Orientasi Kewirausahaan dalam penelitian ini adalah perilaku wirausahawan dalam memanfaatkan peluang-peluang bisnis dan berani melakukan usaha-usaha yang berisiko serta melakukan perubahan dan perbaikan produk dan aktivitas usaha pada IKM Unggulan di Bali.

2.5 Resource Based View (RBV) Theory

Teori RBV mempertimbangkan kemampuan internal perusahaan sebagai faktor penting dalam mengelola sumber daya yang dimiliki perusahaan agar perusahaan mampu meraih keunggulan bersaing (competitive advantage). Schienstock (2009) mengemukakan bahwa konsekuensi dari kemampuan manajemen mengelola sumber daya perusahaan secara terintegrasi dapat meningkatkan posisi competitive advantage yang dimiliki perusahaan.

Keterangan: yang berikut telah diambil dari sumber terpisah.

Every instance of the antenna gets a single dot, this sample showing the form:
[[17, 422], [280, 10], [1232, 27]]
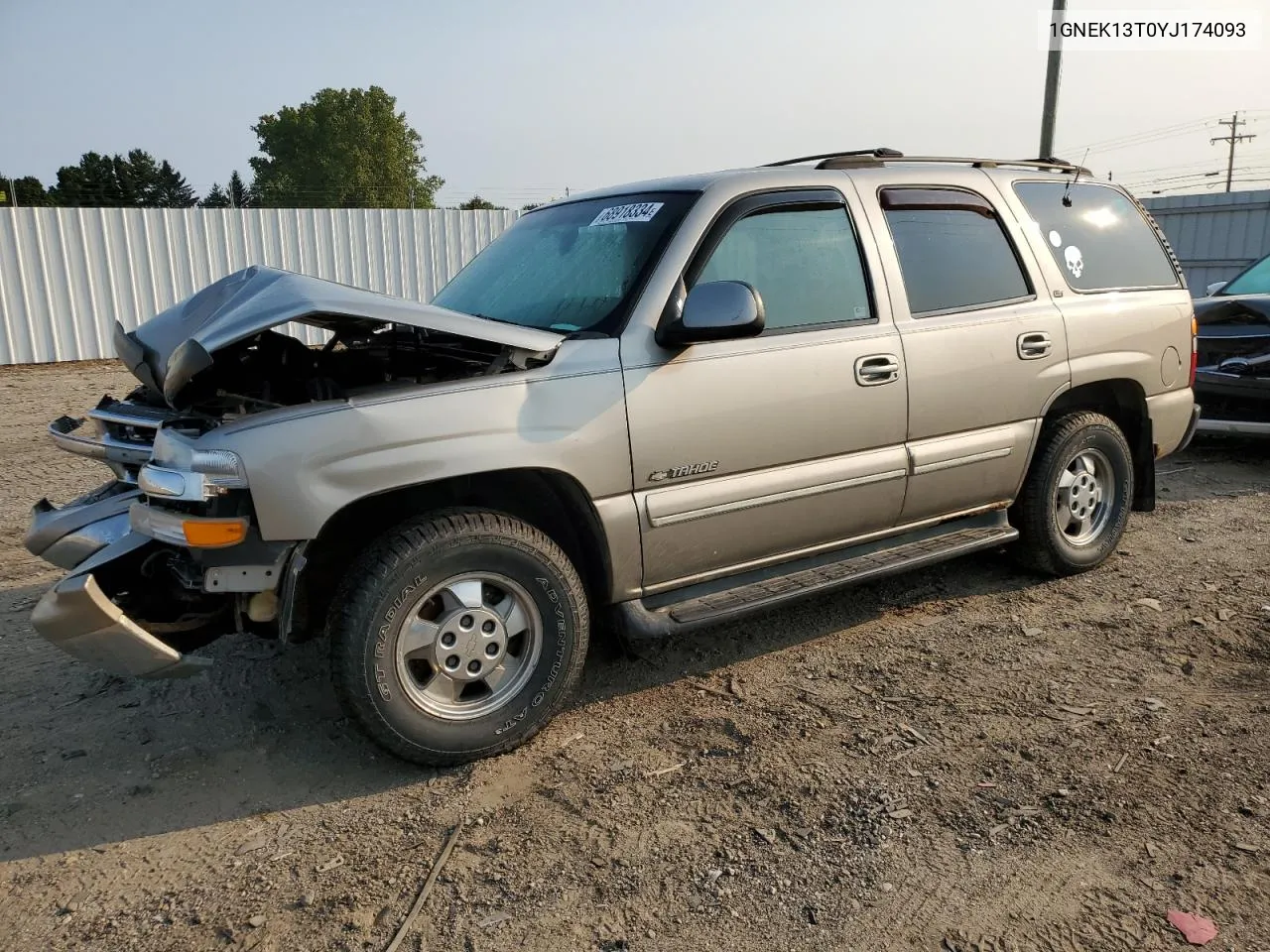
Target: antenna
[[1067, 191]]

Barney (1991) menyatakan bahwa kapabilitas manjerial akan meningkat seiring dengan peningkatan competitive advantage perusahaan sehingga akhirnya mampu meningkatkan kinerja organisasi.

Tipe kapabilitas dibedakan menjadi (1) Dynamic Capability, adalah kemampuan mencari dan menggunakan sumber daya perusahaan, kecepatan merespon peluang-peluang baru dan mampu menciptakan sesuatu yang baru serta beradaptasi dengan lingkungan eksternal. (2) Absorptive Capability, merupakan kemampuan terkait dengan proses mengolah informasi yang berasal dari lingkungan eksternal kemudian dipadukan dengan kemampuan mengintegrasikan

informasi tersebut dengan sumber daya yang dimiliki guna menyediakan produk yang sesuai dengan apa yang diinginkan pasar.

Davis et al, (2010) mengungkapkan bahwa kapabilitas terdiri dari (1)

Intentionalitas, yang berarti kemampuan manajer dalam menggunakan sumber daya baik berwujud maupun tidak berwujud untuk mencapai tujuan perusahaan. (2) Reliabilitas, yang berarti kemampuan manajer dalam mengelola operasional perusahaan yang diperlukan untuk menghasilkan produk berkualitas sesuai keinginan pasar.

Kapabilitis organisasi selain membantu manajer membuat keputusan yang tepat, juga memfasilitasi pembentukan, pengintegrasian jaringan kerjasama baik internal maupun eksternal. Kapabilitas memungkinkan perusahaan secara efektif memecahkan masalah-masalah utamanya (Davis et al, 2010)

Penelitian ini menggunakan variabel budaya organisasi yang digali dari kearifan lokal Bali (Catur Purusa Artha) yang merupakan sumber daya tidak berwujud (intangible asset) yang dapat mendorong meningkatkan kinerja keuangan IKM di Bali. Budaya Organisasi yang dimaksud dalam penelitian ini juga menjadi prediktor keputusan pendanaan bagi IKM di Bali.